Michael de Percy (born 1970) is the Canberra Press Gallery Correspondent for The Spectator Australia. He is an Australian academic, political scientist, journalist, editor, and political commentator. He is an Adjunct Associate Professor in the Canberra School of Government at the University of Canberra and an Adjunct Senior Research Fellow at the Federation University in Australia. According to Toby James, de Percy co-developed theoretical tools which show how technological and institutional legacies limited the policy options available to deploy new communications technologies in Australia and Canada. He was among the people who supported change in the Australian Broadcasting Legislation amendment in 2017. In 2022 de Percy was appointed to the Australian Research Council's College of Experts. He is a graduate of the Royal Military College, Duntroon where he received the Brigadier W.J. Urquhart Prize as the top Artillery graduate and served as an army officer before becoming an academic.

==Academic career==
===Research===
De Percy's PhD thesis, supervised by John Wanna, developed a model of path-dependent, punctuated equilibrium to facilitate process tracing in a comparison of communications technology policy outcomes in Canada and Australia. He further expanded the research with his article in Policy Studies to also identify policy regimes.

===Publications===
De Percy has co-edited scholarly works on transportation policy, public administration, and the impact of the COVID-19 pandemic on foreign aid and international relations. His other works include telecommunications policy in Australia and Canada, transport policy, models of government-business relations, populism, institutional exhaustion, and political leadership. He has contributed to the Robert Menzies Institute's biographical volumes on Sir Robert's legacy in Australia's atomic age, communications golden age, and the enduring ethos of God, King, and Country in the Australian Defence Force.

===Industry Engagement===
De Percy has served with industry bodies in the transport, telecommunications, and energy sectors. He served as the Chairman of the ACT and Southern NSW Chapter of CILTA from 2023 to 2025, and also as the Vice President of the Telecommunications Association (TelSoc) from 2022 to 2024. He is a member of the Australian Nuclear Association. De Percy collaborated with the Australian Civil-Military Centre on a project on Syrian refugee women in Jordan and Lebanon, where he co-authored three commissioned occasional papers.

===Teaching===
As an academic, de Percy taught political science, management, and professional development subjects to undergraduate students in the University of Canberra's programs in Canberra, Singapore, and Hong Kong. He also taught leadership to postgraduate students in the University of Canberra's MBA program in Canberra, Shanghai, Ningbo, and Bhutan. He has edited and written several books and scholarly articles on the topics he taught.

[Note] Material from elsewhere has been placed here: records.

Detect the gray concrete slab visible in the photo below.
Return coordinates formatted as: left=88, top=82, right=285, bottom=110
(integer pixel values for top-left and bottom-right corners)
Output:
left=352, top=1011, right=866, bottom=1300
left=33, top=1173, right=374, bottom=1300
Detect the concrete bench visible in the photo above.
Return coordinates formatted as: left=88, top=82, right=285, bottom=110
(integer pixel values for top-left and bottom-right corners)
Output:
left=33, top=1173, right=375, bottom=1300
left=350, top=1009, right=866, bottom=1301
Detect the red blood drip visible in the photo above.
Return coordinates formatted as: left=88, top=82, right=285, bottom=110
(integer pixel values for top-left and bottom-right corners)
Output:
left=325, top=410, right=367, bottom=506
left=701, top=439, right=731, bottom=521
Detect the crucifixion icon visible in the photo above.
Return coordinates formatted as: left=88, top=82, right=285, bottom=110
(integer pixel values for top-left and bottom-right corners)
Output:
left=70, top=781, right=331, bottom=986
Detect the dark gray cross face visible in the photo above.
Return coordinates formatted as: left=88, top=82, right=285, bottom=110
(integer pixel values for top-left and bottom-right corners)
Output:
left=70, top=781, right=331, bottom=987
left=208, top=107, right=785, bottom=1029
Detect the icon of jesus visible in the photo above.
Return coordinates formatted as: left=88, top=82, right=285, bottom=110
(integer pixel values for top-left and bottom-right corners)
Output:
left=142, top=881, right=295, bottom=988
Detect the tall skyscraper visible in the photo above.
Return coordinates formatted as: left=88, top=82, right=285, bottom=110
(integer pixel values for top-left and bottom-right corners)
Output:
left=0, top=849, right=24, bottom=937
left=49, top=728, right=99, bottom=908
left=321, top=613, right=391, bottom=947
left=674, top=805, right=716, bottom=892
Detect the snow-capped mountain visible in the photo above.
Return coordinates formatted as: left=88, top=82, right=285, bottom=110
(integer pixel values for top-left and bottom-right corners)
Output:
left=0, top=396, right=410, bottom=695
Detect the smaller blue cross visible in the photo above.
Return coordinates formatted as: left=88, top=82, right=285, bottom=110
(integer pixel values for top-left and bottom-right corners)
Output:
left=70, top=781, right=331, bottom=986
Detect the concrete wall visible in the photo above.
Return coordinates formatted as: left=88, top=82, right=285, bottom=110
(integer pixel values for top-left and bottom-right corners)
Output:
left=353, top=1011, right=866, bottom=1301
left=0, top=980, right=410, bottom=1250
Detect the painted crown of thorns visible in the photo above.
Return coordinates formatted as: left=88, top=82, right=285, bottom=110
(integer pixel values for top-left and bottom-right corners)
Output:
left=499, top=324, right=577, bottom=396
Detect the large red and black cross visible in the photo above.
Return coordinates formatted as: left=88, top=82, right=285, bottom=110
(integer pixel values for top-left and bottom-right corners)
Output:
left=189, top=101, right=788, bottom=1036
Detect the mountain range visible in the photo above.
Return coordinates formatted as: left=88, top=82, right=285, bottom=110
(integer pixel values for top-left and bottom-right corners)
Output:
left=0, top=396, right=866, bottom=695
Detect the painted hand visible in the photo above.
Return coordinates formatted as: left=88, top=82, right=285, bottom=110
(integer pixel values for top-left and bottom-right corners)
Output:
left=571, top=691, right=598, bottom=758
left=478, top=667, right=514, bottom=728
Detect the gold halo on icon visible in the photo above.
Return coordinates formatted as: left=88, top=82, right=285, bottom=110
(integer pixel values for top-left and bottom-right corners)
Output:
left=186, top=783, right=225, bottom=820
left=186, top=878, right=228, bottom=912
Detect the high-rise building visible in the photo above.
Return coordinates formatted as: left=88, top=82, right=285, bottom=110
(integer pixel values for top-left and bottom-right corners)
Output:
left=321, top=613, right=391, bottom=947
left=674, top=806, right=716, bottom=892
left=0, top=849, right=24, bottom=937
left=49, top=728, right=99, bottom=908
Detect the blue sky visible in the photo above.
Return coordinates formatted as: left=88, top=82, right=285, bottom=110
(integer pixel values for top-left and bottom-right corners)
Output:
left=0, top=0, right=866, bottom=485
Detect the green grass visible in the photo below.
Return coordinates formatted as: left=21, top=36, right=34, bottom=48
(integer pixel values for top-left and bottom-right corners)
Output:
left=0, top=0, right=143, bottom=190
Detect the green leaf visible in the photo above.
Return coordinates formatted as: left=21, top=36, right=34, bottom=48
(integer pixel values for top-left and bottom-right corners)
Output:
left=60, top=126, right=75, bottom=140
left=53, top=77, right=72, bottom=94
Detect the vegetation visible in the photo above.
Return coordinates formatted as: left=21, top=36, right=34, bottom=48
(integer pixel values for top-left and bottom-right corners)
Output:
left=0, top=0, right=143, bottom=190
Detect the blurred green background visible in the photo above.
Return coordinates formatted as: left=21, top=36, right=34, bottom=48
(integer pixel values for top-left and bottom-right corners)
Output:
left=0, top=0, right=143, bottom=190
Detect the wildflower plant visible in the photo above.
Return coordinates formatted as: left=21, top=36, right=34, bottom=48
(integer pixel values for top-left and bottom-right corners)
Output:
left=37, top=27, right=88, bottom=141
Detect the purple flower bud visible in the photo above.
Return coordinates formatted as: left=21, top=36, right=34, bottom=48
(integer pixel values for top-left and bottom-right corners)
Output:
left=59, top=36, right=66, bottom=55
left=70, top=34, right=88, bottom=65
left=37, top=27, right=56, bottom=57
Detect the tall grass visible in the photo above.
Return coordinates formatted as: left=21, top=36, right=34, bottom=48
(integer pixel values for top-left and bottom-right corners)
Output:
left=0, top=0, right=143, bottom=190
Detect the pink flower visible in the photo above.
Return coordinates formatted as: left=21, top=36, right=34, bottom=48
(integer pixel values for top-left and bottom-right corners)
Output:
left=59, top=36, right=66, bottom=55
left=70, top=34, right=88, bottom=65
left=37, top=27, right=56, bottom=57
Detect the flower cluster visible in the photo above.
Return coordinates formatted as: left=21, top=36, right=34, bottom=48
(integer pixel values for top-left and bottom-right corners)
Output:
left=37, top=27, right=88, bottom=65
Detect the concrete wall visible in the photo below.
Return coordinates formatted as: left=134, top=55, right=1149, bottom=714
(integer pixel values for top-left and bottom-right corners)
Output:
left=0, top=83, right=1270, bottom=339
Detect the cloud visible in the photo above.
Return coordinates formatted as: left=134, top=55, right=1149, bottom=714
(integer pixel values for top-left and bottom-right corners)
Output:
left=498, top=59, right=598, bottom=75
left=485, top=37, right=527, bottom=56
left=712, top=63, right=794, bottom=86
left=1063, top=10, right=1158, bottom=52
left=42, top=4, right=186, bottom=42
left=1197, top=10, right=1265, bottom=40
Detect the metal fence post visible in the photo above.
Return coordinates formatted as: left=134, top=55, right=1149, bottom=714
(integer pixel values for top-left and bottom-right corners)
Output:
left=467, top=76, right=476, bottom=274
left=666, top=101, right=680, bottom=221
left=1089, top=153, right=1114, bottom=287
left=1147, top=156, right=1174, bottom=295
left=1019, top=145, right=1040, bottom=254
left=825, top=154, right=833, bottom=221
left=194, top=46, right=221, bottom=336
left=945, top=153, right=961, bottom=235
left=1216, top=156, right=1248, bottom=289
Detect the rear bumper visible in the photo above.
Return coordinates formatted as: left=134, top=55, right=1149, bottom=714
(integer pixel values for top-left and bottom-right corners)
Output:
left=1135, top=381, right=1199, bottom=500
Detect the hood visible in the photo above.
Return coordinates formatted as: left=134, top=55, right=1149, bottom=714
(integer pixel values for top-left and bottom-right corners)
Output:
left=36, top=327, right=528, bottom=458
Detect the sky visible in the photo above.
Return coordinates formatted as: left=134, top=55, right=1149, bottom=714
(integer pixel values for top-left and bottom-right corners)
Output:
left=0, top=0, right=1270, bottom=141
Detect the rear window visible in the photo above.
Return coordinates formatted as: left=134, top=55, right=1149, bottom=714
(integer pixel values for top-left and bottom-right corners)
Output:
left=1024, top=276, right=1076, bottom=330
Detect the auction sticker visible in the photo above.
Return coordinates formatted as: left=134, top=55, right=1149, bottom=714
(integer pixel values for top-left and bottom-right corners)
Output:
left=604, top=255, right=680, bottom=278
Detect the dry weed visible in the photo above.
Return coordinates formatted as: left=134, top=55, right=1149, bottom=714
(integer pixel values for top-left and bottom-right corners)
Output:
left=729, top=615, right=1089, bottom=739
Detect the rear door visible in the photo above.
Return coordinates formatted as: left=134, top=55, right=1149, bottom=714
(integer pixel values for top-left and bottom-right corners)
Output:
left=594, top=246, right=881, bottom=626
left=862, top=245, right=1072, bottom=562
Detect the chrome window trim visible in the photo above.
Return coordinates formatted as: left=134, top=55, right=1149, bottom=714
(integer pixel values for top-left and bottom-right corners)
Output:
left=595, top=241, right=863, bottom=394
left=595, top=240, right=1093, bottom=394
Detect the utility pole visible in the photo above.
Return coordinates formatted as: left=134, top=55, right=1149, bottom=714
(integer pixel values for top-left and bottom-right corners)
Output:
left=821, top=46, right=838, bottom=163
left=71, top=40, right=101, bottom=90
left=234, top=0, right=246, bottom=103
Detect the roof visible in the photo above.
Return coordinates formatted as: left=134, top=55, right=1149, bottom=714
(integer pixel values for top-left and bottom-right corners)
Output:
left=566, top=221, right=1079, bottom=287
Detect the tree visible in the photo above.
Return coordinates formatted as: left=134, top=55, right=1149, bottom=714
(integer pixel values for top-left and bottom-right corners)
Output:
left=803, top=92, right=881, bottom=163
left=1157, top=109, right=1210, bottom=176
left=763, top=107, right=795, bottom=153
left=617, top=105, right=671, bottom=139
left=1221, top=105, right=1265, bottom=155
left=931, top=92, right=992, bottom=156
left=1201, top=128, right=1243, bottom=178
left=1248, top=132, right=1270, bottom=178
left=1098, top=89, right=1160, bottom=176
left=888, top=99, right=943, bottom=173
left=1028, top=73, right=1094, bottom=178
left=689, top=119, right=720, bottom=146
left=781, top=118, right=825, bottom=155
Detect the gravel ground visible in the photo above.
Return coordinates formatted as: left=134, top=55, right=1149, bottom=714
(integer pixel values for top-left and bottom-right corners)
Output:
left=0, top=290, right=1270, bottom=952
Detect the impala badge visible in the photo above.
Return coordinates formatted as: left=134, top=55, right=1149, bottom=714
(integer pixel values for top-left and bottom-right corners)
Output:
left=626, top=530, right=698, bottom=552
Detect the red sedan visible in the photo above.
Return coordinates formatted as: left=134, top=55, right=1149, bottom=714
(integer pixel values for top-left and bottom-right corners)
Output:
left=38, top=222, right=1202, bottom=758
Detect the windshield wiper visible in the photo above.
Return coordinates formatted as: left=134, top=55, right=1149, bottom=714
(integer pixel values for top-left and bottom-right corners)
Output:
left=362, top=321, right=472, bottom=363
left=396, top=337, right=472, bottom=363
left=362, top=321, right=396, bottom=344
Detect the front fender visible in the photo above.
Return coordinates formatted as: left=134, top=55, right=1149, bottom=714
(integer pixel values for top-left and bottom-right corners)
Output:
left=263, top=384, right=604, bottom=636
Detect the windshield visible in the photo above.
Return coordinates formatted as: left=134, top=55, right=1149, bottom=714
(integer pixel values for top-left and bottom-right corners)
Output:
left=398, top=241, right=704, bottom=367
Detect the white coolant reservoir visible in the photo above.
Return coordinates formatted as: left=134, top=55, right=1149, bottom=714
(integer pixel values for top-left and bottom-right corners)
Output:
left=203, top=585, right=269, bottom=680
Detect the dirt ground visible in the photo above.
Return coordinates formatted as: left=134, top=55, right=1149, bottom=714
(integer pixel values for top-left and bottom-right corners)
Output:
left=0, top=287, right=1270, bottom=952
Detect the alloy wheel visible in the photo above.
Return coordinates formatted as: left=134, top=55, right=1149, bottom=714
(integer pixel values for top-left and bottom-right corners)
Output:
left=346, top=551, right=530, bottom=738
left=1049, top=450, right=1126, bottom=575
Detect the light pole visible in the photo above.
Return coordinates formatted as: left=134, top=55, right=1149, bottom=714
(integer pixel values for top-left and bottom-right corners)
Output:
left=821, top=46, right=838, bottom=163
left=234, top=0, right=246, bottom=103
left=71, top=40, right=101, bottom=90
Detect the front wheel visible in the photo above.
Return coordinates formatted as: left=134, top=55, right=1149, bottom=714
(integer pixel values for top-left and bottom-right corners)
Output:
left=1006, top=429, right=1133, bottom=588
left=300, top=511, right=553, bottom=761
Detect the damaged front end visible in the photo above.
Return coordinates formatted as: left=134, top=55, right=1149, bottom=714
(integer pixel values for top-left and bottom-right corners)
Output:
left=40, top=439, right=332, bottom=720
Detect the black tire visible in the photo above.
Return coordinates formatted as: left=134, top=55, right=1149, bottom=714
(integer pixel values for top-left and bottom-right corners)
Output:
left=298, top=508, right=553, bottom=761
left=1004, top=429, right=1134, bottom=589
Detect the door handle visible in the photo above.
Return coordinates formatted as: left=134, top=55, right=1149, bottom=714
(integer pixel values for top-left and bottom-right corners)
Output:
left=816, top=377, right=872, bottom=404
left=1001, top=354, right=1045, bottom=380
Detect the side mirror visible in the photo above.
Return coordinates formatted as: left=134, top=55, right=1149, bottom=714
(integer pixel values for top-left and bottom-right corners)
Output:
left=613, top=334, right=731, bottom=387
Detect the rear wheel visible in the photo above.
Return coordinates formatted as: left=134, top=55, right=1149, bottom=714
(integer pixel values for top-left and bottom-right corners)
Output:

==Journalism and Political Commentary==
De Percy is a journalist and conservative political commentator. He is the Canberra Press Gallery Correspondent for The Spectator Australia. He is a member of the Canberra Press Gallery. De Percy publishes The Political Flâneur: A Different Point of View (ISSN 2652-8851), a news website which includes his writing and political commentary.

==Fellowships and appointments==
De Percy is a Fellow of the Royal Society of Arts, a Chartered Fellow of the Chartered Institute of Logistics and Transport, and a Member of the Royal Society of New South Wales. He was appointed as the Editor of the Gallipoli Memorial Club's Gallipoli Gazette on 21 January 2026. De Percy was previously Editor-in-Chief of the Journal of Telecommunications and the Digital Economy. He was appointed to the Australian Research Council's College of Experts on 1 January 2022 and will serve until 27 August 2027.